Near Andersonville: Winslow Homer's Civil War (The Nathan I. Huggins Lectures)
Peter H. Wood
Harvard University Press, 2010
152 pp., 27.00
Lauren Winner
Book Notes
Until picking up the historian Peter Wood's slender new book, I had never heard of Winslow Homer's painting Near Andersonville (Andersonville was the Georgia prison camp where thousands of Union soldiers died during the Civil War). The painting, which Homer completed in 1866 and which currently hangs in the Newark Museum, depicts an African American woman standing in a doorway; in the background, Confederates escort Union soldiers. In his engrossing book by the same name, Wood argues that Near Andersonville "explores the question" of "What happens … if any part of the Civil War drama is viewed explicitly from the vantage point of the enslaved."
Wood offers an illuminating, if at times speculative, reading of the image. Three of his observations struck me as most intriguing. First, he reads the woman's position in a doorway—a dark room to her back and a small shadow "extending back from her feet [that] implies she is still shackled to that dark, confining space"—as a synecdoche of the "transition between two very different worlds" that the woman both "faces, and epitomizes." Second, Wood notes that the woman stands in a mud-sill, and recalls that in 1858, the slave-owning senator from South Carolina, James Henry Hammond, offered his "Mud-sill Theory." Hammond argued that every civilization needed a servant class—the "mud-sill of society"—to do menial labor and free people like Hammond for loftier tasks. Lincoln verbally refuted this theory a year later, and, Wood argues, Homer's painting constitutes a visual refutation. Third, Wood suggests that the woman depicted in the painting might be pregnant—he examines how her apron falls, noting creases and folds that suggest girth underneath, and muses that her left hand, pressed "distinctively against her lower frame," may be "the characteristic gesture of a woman feeling for the first movements of a child within." This possible pregnancy, Wood suggests, symbolizes the transformations of the Civil War—most centrally, emancipation, which contemporaries spoke of as a "new birth of freedom."

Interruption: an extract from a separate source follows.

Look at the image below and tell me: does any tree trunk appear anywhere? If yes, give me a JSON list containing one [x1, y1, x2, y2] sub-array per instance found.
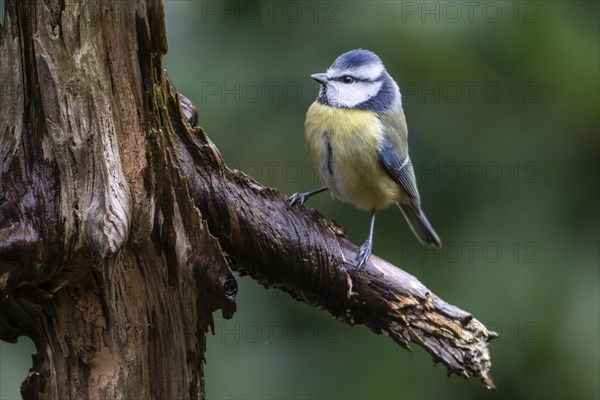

Wood also traces the painting's remarkable history. It was inherited in 1960 by the five children of New Jersey banker Horace Kellogg Corbin. None of the children knew what the painting was called, or how it had come into their family. Wood's researches turned up the original owner of the painting—a Corbin ancestor who taught at a school for freedmen in South Carolina during the Civil War. His careful reconstruction of the painting's provenance, and his account of the discovery of the painting's title, are every bit as rewarding as his careful analysis of the visual symbolism of the painting itself.
Lauren Winner is an assistant professor at Duke Divinity School. For the academic year 2010-11, she is a visiting fellow at Yale's Institute for Sacred Music. Her book A Cheerful and Comfortable Faith: Anglican Religious Practice in the Elite Households of Eighteenth-Century Virginia is just out from Yale University Press.